ISQED06 Tutorials

Monday March 27, 2006

TUTORIALS

San Carlos/San Juan

 

TUTORIAL II

1:30pm-5:00pm

 

Variability and Its Impact on Design

 

Chair & Moderator:

Anirudh Devgan, Magma Design Automation

 

Speakers:

Keith Bowman, Intel Corporation 

Michael Orshansky, University of Texas-Austin 

Sachin S. Sapatnekar, University of Minnesota

 

Summary:

As digital designs scale down into the sub-100nm regime, the effects of variations are seen to dramatically affect the behavior of the circuit. These may arise from:

1. Fluctuations attributed to the manufacturing process (e.g., drifts in channel length, oxide thickness, threshold voltage, or doping concentration), which affect the circuit yield. 

2. Variations in the environmental operating conditions (e.g., supply voltage, temperature, or particle strikes that lead to soft errors) after the circuit is manufactured, which affect the correctness of the behavior of the design.

These variations have been observed at the 90nm technology node, and trends show that this will be even more significant from the 65nm node onwards. Some of these variations are entirely deterministic (metal fill density, etc.), while others are random, as their cause is either unknown, unattributable, or too difficult to model. Either way, it is imperative to analyze their effects and design circuits to be tolerant to variations. Circuit performance, in terms of both timing and power, is shown to vary significantly under process and environmental variations. While timing can vary by unacceptably large amounts, a second important factor is the leakage power (which is becoming a major fraction of the total power): its exponential dependence on process parameters can lead to large swings in the power dissipation from die to die after manufacturing. Therefore, variation-tolerant design is imperative for the design of next-generation digital integrated circuits. Traditional circuit design techniques tackle this by using several design corners, but they are insufficient under the magnitude and scale of these variations for several reasons: first, they are incapable of accurately predicting parametric yield, and second, they lead to the run-time explosion due to the increasing number of corner cases that need to be considered. While variation-tolerant design has been practice in the analog world for many years, the scale of digital problems, where circuits may have a billion transistors or more, renders those techniques inadequate. 

The past few years have seen a great deal of work on robust design techniques for digital circuits, ranging from employing statistical methods for analysis and optimization at the design phase, to building in compensatory techniques to recover performance (timing and power) after the circuit is manufactured. The objective of this tutorial is to present an overview of the state of the art in variation-tolerant design, while highlighting important unsolved research problems for the future.
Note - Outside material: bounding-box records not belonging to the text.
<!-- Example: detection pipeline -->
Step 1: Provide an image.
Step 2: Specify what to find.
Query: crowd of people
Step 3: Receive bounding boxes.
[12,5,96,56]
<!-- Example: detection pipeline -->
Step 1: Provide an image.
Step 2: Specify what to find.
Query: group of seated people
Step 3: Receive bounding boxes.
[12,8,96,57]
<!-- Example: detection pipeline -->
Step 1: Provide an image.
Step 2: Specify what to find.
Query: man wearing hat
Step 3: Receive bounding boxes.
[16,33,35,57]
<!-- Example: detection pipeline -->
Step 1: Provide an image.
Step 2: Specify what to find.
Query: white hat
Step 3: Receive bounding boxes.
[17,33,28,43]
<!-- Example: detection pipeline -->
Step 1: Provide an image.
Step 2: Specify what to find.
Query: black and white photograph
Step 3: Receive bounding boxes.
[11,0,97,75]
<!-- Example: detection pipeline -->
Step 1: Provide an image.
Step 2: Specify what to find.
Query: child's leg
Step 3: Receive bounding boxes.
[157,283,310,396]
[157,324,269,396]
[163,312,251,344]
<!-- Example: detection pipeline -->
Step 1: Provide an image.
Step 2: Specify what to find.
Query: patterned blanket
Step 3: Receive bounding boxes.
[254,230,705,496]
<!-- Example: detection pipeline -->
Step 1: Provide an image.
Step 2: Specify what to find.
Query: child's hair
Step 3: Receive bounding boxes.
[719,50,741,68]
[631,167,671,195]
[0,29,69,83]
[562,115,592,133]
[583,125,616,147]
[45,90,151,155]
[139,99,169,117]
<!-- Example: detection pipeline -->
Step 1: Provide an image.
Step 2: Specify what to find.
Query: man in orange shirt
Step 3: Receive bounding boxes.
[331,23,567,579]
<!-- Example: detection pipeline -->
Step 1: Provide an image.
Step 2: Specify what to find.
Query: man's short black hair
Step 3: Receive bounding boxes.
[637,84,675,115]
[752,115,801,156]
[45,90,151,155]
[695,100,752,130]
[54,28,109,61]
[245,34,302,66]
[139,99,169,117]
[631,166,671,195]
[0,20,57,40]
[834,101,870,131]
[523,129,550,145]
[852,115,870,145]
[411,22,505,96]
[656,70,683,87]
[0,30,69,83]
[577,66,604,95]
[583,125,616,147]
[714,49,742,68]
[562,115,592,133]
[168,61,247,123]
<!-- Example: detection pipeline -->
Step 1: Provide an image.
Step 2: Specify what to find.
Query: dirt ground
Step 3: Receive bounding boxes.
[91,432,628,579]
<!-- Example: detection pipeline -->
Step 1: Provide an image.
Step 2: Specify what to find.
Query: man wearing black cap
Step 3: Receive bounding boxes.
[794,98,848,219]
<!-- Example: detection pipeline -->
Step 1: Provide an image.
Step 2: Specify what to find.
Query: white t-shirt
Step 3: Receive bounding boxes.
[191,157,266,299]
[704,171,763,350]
The tutorial will consist of the following segments:

Sources of variation A good understanding of the sources and nature of process variation is key to accurately simulating their impact design. As the need for better modeling of variation margins arises, so does the need to understand and model the systematic sources of variation and incorporate them in the design flow. This portion of the tutorial will introduce the various sources of variation, focusing on their impact on design and how to mitigate their effects. Design techniques to overcome variations: The impact of process, voltage and temperature (PVT) variations on performance and power, and on circuit robustness will be discussed. Scaling trends of these variations and their impacts will be presented. Promising design and circuit techniques that can mitigate variation impacts and make designs variation-tolerant will be described. Furthermore, models and measurement methodologies of key systematic and random process-related variations, needed to enable robust designs, will be presented.

Design techniques to overcome deterministic variations In this segment, we will address the techniques for dealing with systematic sources of variability. These work by identifying the physical mechanism responsible for a particular pattern of variation, and then compensating for it. We will cover the use of optical proximity correction (OPC), phase-shift masking (PSM), and sub-resolution assist bars to improve depth-of-focus and feature resolution in photolithography, and the use of tiling (dummy wire insertion) for greater metal layer planarity. Design techniques to overcome random variations: In the last section of the tutorial we will discuss analysis and optimization strategies for design in the presence of variability. We will cover the recent work in statistical static timing analysis (SSTA), and discuss the algorithmic approaches to efficient SSTA, including block-based algorithms suitable for incremental analysis and useful within the optimization loops, as well as the sign-off quality path-based algorithms. We will then cover the growing body of work on the fully statistical optimization methods, which optimize the performance of a digital circuit under random variations, using techniques such as transistor and gate sizing, and statistical dual-Vth optimization, and promising significant advantages in terms of timing and leakage power parametric yields.